O hafta bizim okulun oradaki Salı Pazarı’na gittim. Su sattım. İki kişi aldı. Suları alıp bizim evin önüne kadar getirdim. Sonra annemle babam anlayacak diye kapının önüne döktüm

Sevmediğim şarkılar

SİNEM SAL / @sinemsal

Anneler Günü gibi bir gündü. Belki de annemin doğum günüydü. Bilmiyorum. Birkaç gün öncesinde bir dükkânın önünden geçerken Sema Teyze’ye şöyle demişti: “Aman paramız yok diye denemeyelim mi kız? Gel gel...” Sonra dükkâna girmiştik. Annem incecik bir kadındı ve kısa boyluydu. Ne giyse yakışırdı. Dükkândaki raflarda birkaç tane giysi vardı. Buradan dükkânın ne kadar pahalı giysiler sattığını anlıyorduk. Sarı bir elbise seçmişti annem. Sema Teyze, tam elbisenin fiyatına bakacaktı ki “Bırak, bırak...” demişti annem, “hiç düşünmeyelim ne kadarmış.” Omuzları şişkin, karpuz kol dediklerinden, beli dapdar sarı bir elbise.

Aynaya bakmıştı. Birkaç saniye susmuştuk. Sema Teyze’ye sırtını uzatmıştı. “Bir baksana ne kadarmış?” diye sormuştu almayacağını bilerek. “150,” demişti Sema Teyze. Sonra da her zamanki esprilerinden yapmıştı. “Aman benim dolapta çok var canım bunlardan...” Gülmüşlerdi. Dükkandan çıkmıştık. Annelerin aklı bir yerde kalırsa hemen anlarsınız.
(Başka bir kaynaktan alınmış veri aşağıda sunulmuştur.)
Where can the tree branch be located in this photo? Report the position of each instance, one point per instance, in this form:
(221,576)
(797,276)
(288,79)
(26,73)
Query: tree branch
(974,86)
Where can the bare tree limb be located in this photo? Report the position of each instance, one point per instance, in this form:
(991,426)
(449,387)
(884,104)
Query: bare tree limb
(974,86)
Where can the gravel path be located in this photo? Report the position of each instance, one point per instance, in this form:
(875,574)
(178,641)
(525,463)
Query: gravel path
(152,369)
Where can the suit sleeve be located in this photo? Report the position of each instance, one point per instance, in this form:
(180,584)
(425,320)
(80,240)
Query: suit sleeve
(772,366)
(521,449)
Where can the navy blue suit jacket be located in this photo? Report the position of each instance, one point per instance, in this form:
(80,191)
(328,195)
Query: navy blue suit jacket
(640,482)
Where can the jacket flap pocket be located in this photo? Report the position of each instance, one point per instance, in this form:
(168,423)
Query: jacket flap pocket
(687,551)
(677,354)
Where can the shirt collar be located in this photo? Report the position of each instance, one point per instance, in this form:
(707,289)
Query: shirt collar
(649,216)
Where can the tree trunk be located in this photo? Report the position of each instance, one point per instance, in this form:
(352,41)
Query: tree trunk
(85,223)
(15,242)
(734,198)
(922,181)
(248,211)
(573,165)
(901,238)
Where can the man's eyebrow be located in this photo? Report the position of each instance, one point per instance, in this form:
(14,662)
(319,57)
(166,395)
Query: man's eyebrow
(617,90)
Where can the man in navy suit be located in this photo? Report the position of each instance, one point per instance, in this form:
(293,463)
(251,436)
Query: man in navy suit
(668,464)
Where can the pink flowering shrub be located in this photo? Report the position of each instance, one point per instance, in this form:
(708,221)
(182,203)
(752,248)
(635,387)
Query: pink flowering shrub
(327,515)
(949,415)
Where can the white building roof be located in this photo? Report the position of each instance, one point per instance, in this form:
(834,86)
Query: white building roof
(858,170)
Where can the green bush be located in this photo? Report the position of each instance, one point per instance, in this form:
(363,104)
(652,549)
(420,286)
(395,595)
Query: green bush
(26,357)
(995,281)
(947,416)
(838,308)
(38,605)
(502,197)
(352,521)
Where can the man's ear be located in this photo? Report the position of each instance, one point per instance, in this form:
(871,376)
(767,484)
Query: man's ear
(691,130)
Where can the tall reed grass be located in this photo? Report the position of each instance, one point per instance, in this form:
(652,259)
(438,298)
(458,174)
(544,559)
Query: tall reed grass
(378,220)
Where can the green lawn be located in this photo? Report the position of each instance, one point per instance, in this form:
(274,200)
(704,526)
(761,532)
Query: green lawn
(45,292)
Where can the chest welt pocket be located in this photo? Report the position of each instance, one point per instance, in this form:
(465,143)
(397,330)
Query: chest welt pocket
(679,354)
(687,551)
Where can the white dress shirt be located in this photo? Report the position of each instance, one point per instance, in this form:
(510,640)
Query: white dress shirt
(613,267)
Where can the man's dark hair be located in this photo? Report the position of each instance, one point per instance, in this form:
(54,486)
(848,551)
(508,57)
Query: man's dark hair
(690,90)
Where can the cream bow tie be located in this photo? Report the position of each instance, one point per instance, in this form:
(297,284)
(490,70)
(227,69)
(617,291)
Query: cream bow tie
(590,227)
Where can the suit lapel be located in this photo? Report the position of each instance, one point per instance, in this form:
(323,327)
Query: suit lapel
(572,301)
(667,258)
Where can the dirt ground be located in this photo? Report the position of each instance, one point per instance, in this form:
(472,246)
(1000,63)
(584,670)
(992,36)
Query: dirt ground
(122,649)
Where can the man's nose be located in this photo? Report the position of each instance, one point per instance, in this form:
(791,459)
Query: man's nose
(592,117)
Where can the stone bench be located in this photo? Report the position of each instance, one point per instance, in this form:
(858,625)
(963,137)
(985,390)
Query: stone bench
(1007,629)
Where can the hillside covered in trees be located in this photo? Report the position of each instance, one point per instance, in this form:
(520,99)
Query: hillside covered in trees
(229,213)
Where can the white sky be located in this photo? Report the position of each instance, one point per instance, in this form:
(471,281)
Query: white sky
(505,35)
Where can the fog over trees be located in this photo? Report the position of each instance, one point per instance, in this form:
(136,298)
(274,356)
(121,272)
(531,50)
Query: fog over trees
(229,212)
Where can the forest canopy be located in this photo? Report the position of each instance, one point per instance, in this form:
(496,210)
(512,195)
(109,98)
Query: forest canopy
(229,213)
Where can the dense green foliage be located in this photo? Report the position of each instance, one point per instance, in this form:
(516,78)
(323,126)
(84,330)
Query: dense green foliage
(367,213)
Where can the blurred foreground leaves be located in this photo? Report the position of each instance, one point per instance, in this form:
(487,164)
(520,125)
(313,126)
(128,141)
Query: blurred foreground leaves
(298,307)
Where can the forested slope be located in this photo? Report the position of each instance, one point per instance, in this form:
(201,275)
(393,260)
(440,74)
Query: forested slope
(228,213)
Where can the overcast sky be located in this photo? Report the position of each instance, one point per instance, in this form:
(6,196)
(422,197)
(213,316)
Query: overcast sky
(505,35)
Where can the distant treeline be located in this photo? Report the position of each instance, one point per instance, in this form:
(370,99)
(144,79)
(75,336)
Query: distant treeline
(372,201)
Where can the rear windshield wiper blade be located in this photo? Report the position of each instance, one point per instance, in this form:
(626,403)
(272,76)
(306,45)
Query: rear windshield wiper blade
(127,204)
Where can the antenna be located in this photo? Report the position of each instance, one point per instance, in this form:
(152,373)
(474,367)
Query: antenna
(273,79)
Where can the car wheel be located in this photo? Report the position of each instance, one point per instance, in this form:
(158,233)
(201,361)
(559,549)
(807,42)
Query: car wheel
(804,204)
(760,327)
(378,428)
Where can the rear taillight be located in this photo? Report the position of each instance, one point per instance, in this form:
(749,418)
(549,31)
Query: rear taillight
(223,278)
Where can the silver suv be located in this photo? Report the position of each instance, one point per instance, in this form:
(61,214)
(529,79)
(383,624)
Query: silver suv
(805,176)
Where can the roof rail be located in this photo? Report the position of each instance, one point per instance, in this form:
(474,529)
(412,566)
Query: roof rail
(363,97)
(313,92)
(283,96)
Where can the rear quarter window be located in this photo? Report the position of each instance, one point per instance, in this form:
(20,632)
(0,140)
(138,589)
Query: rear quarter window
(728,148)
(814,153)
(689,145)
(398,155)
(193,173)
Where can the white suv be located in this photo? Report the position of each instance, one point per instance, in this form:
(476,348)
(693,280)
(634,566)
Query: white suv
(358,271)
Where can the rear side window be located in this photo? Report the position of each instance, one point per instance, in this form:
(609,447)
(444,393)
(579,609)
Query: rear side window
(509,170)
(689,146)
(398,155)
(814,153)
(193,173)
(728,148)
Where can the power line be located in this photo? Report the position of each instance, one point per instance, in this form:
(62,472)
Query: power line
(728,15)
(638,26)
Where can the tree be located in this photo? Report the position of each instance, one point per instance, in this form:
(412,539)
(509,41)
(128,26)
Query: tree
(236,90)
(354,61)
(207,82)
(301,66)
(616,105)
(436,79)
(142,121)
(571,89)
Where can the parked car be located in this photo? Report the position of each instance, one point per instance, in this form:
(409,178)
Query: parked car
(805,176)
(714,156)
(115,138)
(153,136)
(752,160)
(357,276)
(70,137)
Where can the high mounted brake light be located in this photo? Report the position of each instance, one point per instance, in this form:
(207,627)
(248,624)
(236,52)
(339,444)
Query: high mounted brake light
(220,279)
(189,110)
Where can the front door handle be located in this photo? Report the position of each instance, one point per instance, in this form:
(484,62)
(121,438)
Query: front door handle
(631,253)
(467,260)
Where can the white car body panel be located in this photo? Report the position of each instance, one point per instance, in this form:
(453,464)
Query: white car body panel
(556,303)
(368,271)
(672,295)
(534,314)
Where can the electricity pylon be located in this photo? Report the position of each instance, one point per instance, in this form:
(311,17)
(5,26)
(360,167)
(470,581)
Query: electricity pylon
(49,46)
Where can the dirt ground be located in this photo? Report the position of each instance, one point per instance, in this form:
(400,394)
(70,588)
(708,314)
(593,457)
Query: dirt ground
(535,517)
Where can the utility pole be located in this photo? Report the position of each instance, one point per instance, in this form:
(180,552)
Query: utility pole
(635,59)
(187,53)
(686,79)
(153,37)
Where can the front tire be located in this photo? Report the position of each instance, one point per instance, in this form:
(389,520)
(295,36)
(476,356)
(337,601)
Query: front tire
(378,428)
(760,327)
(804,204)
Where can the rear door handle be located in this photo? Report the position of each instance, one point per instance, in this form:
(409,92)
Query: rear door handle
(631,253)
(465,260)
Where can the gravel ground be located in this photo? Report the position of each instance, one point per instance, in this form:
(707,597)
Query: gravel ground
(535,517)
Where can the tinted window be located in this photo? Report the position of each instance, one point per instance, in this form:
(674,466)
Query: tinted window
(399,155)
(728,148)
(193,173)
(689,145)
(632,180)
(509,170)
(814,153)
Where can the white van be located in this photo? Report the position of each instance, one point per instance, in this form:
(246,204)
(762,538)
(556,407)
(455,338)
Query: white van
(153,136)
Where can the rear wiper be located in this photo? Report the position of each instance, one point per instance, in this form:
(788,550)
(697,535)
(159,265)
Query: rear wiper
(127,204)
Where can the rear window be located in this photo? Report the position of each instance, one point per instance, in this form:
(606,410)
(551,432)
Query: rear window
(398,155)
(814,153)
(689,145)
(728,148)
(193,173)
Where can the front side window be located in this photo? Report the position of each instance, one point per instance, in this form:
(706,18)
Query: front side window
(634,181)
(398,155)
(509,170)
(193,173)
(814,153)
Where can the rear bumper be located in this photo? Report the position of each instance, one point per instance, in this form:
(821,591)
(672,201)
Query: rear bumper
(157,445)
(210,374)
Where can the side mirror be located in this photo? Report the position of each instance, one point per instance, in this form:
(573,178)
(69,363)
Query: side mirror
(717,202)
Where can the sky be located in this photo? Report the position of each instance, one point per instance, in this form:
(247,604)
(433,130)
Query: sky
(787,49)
Kirli tabağı daha uzun yıkarlar. Televizyon kumandası ellerinde kalır. Soymakta oldukları elmayı yarıda bırakırlar. Anneme de birkaç gün böyle oldu. Sabahları masaya otururduk kardeşimle. Annem bir elinde çaydanlık, diğer elinde çaydanlık altlığıyla mutfaktan gelirdi. Bardaklarımızı koyardık önüne.

Sarı elbiseyi gördüğümüzün ertesi sabahıydı. Annem ve babam mutfaktaydı. Önce kavga etmeye başlamışlardı. Annem babamın eve geç gelmesinden yakınırdı. Annem yakındığı zaman babam öfkelenirdi. Babam öfkelendiği zaman annem televizyonun sesini açardı. Babam daha çok öfkelenirse annem televizyonun sesini daha da açardı. Kral TV’yi açardı. Pop şarkılardan biri çalıyor olurdu. Tam anlamazdık, şarkıdan mı geliyor annemden mi diye bağıran kadın sesi. O sabah yine annemle babam mutfağa geçtiğinde televizyonun sesi yükselmişti.

Annem sanki mutfakta bir düdüklü tencereydi. Vakit doldu diye ötüyordu. Buhar saçıyordu etrafa. Hafif ama yanık. Birkaç şarkı sonra kahvaltı masasına gelmişlerdi. Annemin yanakları kızarmıştı. Kardeşime, bana, babama ve en son da kendisine çay doldurmuştu. Açık kahverengi saçlarını kırmızı bir tokayla arkadan tutturmuş olmasına rağmen saçlarının bir kısmı tokadan çıkmış alnına dökülmüştü. Elinin tersiyle saçını aldı arkaya doğru götürdü. Yeniden topladı. Babam önündeki haşlanmış yumurtanın kabuğunu kırıyordu. Yumurtayı vuruyordu masaya. Masanın üstünde kırılan kabukları çay tabağına toplamıştı. Annem sessizdi. Bir şey düşünüyordu belli. Çünkü tabağındaki zeytini çatalına almak için beş kez hamle yapmıştı.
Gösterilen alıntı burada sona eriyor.